Italia e Spagna alla prova dei mercati finanziari
par Libero Mercato
giovedì 14 febbraio 2013
Gli scandali e le tensioni politiche soffiano sull'aumento dello spread e sulle incertezze della Borsa. Due paesi a confronto con gli stessi problemi: la mancanza di un governo forte.
"I mercati finanziari si muovono per conto proprio, non sono influenzati dalla politica", è un ragionamento che nelle ultime settimane il candidato al futuro Ministero dell'Economia, Silvio Berlusconi, ha più volte tirato fuori per difendere lo stallo del suo governo culminato nel rischio default del novembre 2011.

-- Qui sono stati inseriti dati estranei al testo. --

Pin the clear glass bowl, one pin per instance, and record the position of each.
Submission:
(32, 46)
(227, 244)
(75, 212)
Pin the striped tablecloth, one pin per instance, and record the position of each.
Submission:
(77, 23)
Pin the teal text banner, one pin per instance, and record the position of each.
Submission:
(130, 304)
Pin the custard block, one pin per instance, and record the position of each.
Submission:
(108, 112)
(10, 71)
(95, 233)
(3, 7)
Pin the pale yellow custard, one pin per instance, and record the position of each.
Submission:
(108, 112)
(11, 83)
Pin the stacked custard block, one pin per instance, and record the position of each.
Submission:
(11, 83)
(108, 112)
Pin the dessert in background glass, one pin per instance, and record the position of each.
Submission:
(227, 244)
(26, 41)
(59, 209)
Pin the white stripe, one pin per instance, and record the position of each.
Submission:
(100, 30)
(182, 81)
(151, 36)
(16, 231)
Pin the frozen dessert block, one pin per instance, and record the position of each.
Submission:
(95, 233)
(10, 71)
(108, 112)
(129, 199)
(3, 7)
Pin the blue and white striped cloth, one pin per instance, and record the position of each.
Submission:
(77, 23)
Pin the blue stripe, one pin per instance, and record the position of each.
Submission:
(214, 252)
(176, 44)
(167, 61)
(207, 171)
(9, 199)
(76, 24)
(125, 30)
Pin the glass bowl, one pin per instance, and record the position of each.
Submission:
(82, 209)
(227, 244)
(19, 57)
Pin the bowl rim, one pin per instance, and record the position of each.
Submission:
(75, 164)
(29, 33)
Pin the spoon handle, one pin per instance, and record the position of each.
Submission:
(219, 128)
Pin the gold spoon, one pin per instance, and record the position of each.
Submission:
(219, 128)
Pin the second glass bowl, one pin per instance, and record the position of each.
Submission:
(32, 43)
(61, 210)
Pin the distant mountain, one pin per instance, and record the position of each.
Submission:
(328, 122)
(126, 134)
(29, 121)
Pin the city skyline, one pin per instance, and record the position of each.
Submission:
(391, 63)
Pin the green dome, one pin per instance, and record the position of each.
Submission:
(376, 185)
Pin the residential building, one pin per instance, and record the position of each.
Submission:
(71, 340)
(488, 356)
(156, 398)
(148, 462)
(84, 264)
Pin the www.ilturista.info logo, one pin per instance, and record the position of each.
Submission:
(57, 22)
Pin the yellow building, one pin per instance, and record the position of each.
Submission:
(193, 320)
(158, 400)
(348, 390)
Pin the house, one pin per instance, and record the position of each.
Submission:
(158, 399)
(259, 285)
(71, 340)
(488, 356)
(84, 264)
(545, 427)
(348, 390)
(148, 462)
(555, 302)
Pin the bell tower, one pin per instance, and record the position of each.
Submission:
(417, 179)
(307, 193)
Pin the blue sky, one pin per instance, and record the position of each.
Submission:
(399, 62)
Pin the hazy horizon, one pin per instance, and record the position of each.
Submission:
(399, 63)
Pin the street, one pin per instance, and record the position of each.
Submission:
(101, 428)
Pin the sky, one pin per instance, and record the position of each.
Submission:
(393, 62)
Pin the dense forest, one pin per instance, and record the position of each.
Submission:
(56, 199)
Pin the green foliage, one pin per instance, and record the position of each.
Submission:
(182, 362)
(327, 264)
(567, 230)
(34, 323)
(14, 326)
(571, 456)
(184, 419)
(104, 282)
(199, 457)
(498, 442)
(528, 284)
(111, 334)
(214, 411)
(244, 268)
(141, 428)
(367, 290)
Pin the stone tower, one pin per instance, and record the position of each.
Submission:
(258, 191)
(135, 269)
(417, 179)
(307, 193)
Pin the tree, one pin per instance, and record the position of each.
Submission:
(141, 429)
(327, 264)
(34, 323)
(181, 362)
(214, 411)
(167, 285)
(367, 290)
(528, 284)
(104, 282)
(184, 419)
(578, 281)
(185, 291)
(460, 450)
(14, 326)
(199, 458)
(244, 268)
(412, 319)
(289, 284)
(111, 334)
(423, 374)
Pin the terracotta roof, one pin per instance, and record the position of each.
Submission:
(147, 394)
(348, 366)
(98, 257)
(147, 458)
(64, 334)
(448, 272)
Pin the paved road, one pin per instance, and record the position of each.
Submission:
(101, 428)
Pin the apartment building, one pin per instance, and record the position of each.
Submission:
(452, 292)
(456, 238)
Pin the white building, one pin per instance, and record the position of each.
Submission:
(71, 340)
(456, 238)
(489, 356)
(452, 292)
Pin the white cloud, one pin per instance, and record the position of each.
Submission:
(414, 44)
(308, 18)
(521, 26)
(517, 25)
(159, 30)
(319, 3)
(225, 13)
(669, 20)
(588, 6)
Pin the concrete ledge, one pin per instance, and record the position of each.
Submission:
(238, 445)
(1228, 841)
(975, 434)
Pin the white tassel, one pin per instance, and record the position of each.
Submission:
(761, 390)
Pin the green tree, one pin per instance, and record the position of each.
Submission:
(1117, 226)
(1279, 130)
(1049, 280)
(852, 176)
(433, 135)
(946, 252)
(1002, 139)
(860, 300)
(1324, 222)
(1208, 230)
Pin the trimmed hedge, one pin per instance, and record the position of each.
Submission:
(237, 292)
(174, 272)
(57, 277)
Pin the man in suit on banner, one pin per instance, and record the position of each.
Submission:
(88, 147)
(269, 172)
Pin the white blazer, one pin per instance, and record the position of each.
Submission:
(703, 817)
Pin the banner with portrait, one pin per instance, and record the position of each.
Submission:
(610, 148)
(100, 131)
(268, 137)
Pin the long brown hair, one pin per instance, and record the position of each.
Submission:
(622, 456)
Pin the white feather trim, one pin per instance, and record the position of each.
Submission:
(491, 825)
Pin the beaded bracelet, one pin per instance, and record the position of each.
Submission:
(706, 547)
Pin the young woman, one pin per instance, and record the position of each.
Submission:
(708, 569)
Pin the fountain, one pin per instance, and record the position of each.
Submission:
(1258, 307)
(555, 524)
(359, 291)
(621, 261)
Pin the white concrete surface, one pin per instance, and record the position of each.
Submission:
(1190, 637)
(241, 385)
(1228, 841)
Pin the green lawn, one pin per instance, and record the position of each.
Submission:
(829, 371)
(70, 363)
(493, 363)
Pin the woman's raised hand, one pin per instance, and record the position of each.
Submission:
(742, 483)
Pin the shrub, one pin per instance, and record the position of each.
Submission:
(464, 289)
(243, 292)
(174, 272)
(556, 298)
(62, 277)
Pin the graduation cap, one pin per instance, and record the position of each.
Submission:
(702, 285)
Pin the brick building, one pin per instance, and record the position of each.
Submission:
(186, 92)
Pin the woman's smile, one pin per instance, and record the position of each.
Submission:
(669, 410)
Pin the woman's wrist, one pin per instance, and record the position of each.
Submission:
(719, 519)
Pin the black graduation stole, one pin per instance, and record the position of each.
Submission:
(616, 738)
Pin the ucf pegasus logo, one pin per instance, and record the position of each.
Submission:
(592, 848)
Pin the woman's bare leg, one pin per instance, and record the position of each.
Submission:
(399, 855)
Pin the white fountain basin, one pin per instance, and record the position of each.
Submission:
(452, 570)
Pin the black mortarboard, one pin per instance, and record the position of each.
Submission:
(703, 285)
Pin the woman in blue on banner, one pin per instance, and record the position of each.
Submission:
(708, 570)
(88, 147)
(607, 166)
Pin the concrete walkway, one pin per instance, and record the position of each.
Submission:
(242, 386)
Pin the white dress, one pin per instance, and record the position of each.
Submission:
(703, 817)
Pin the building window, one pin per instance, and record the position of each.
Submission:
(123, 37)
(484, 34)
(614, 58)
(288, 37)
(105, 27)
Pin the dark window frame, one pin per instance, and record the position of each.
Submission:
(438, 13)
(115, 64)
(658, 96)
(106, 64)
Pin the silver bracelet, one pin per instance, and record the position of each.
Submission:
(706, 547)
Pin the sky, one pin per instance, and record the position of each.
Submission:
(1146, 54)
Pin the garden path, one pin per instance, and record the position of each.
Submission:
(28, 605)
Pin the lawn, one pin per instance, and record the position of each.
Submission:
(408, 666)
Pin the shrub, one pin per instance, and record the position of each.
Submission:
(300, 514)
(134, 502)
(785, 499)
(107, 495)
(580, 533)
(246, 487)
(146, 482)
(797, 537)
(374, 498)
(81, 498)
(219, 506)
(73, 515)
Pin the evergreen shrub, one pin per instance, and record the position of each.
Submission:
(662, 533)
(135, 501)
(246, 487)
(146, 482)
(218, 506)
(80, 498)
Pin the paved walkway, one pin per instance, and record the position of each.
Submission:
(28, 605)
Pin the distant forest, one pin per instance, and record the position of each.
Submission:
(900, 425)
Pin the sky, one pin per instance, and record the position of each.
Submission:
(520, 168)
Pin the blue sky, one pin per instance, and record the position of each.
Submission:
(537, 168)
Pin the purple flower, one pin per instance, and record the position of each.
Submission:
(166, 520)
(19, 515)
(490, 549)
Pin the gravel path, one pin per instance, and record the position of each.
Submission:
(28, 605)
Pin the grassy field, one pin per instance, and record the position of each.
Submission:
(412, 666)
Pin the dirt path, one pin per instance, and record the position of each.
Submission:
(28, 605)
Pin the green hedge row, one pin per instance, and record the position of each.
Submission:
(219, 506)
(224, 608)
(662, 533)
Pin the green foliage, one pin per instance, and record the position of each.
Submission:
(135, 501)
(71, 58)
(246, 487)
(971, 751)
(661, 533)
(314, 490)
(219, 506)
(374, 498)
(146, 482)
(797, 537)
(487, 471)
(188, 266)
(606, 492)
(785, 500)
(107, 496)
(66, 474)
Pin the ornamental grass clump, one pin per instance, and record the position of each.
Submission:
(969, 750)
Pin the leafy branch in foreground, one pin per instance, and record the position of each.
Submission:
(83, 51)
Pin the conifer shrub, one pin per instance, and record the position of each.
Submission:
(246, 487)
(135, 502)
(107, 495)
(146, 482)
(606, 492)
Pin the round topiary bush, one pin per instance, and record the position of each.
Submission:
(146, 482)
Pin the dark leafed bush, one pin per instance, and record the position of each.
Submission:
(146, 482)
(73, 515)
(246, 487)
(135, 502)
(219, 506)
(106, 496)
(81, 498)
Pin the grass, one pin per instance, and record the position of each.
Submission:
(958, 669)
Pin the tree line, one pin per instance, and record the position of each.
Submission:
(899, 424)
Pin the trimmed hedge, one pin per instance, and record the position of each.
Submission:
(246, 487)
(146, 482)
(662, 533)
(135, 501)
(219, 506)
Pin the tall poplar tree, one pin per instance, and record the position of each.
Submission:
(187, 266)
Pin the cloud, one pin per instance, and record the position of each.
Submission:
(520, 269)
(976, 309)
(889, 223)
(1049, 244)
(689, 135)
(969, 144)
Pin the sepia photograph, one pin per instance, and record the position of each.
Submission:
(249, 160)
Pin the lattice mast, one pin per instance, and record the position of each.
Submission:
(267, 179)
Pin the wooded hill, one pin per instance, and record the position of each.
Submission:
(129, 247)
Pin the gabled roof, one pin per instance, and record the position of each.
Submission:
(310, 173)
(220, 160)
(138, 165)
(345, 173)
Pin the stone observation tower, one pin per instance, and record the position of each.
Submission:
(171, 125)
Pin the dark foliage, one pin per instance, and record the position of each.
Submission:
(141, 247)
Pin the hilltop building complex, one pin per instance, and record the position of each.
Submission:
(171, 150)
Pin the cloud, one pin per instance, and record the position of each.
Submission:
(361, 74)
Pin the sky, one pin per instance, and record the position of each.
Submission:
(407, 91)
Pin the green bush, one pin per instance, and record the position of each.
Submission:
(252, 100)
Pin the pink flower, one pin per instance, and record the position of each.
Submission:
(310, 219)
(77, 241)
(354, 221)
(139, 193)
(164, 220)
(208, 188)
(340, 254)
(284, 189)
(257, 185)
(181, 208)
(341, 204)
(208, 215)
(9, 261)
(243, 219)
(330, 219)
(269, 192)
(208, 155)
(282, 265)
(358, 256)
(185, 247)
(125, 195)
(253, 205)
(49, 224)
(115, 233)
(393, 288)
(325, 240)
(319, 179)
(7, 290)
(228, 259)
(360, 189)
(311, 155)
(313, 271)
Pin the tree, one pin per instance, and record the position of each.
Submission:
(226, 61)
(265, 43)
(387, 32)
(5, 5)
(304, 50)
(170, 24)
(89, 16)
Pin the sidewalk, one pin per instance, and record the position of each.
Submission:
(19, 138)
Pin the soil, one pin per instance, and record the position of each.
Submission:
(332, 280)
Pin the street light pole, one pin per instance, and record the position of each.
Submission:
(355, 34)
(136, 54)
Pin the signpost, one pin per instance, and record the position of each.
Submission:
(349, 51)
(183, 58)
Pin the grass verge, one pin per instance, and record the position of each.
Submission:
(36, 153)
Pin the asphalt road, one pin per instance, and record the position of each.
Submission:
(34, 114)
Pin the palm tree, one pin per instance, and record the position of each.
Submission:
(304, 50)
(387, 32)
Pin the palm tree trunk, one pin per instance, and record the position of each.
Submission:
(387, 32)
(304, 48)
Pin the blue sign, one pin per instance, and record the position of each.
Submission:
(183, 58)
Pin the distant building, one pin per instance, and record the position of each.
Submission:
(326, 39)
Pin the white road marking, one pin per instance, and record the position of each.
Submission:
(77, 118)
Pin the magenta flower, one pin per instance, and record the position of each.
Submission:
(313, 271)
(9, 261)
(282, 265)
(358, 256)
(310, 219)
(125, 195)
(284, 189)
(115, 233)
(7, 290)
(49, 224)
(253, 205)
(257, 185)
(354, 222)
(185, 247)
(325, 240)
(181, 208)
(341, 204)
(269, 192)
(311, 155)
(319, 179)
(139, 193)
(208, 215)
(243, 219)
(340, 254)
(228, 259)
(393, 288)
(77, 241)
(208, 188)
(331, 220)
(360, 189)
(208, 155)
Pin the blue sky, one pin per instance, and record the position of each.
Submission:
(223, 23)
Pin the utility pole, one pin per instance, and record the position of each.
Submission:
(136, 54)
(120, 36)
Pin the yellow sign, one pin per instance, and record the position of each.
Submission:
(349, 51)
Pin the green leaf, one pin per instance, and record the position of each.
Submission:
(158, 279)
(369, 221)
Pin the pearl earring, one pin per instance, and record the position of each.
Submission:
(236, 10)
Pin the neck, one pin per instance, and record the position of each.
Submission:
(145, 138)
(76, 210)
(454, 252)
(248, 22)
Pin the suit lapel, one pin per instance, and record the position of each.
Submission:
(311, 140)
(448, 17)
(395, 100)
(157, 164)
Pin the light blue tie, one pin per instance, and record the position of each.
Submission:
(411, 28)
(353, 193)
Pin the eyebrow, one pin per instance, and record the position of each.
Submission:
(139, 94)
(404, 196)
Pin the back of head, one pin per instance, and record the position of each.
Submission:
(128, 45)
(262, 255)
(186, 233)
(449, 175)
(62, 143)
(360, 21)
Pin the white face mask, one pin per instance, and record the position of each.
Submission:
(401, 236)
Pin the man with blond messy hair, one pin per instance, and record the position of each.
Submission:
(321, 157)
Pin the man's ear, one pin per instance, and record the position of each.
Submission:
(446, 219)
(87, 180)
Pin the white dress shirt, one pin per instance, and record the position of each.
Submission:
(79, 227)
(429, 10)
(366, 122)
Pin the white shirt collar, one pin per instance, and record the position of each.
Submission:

Storia conosciuta, che testimonia (se fosse ancora necessario) quanto in realtà gli operatori di Borsa e gli analisti finanziari seguino con molta attenzione le vicende politiche negli Stati sovrani, soprattutto di grandi paesi industriali come l'Italia, centrali nella definizione di una cornice europea solida e sostenibile.
Non è un caso quindi (solo una certa propaganda elettorale può ignorarlo) che in attesa dell'esito del voto del 24 e 25 febbraio, i mercati evidenzino segnali di nervosismo verso i due paesi che in questo momento danno di sé un'immagine di maggiore precarietà ed incertezza: la Spagna e, appunto, l'Italia.
Partiamo dai cugini iberici, dove lo scandalo emerso dalle presunti tangenti versate al Partito Popolare stanno mettendo in notevole difficoltà la presidenza Rajoy, mentre i dati economici non offrono grandi spunti di ottimismo.
Il debito pubblico è quasi raddoppiato negli ultimi anni, dal 53,9% del Pil nel 2009 (fonte Commissione europea, ndr) al 92,7% previsto nel 2013 fino al 97,1% nel 2014. Il deficit è pari all'8% del Pil nel 2012, previsto al 6% nel 2013 ed al 6,4% nel 2014, ben lontano dal pareggio di bilancio. Inoltre la disoccupazione è salita al 26%, con una produzione industriale in calo del 6,9% in un anno insieme alle vendite al dettaglio, scese di un preoccupante 10,2%. A questi dati, infine, si aggiunge la flessione del Pil: -1,4% previsto per l'anno in corso. Con i conti pubblici fuori controllo ed un'economia in stallo, ciò di cui avrebbe bisogno la Spagna è senza dubbio un governo solido, non certo le tangenti e gli scandali interni che tengono allerta gli investitori.
L'Italia, dal canto suo, se la passa meglio dei cugini iberici su diversi fronti, ma resta comunque la "sorvegliata speciale" in Europa. I nostri punti di forza sono indiscutibili: un sistema industriale diversificato ed una ricchezza privata tra le più alte al mondo (quasi 8.000 miliardi detenuti tra banche e società finanziarie) insieme ad un bilancio pubblico saldamente in avanzo primario.
Anche le nostre storiche debolezze sono inattaccabili: 23 anni di scarsa crescita (dal 1990 il Pil ha avuto un incremento inferiore all'1% medio annuo, il più basso tra i 31 Paesi maggiormente industrializzati del mondo). Investiamo nel sistema scolastico il 2% di Pil in meno della media europea, abbiamo la peggiore occupazione femminile, per non parlare dell'enormità del debito pubblico (che preclude la possibilità di finanziare la crescita con nuovo debito) ed una corruzione endemica che ogni anno la Corte dei Conti cita come gravissimo ostacolo allo sviluppo economico generale.
L'Italia, insomma, è un paese con il motore scarico, debole nelle strutture interne e con un futuro ancora incerto. I mercati finanziari lo sanno e giudicano la nostra credibilità anche sulla tenuta delle istituzioni nel medio-lungo periodo. In questo momento preferiscono stare alla porta a sbirciare, all'occorrenza riducendo un po' le posizioni quando la confusione aumenta. Perché mai comprare un titolo di Stato o investire in un Paese dalla giustizia incerta, una burocrazia asfissiante ed una illegalità diffusa?
Per questo è quanto mai necessario eleggere un governo forte e stabile, che riesca a durare per un'intera legislatura, in grado di condurre un'azione riformatrice incisiva, che sappia andare oltre la mera ricerca del consenso popolare, e soprattutto che non si limiti a promesse sfarzose, palliativi o ricette miracolose, a cui spesso, purtroppo, siamo abituati in campagna elettorale. Come l'illusione che la politica nazionale non interessi i mercati mondiali.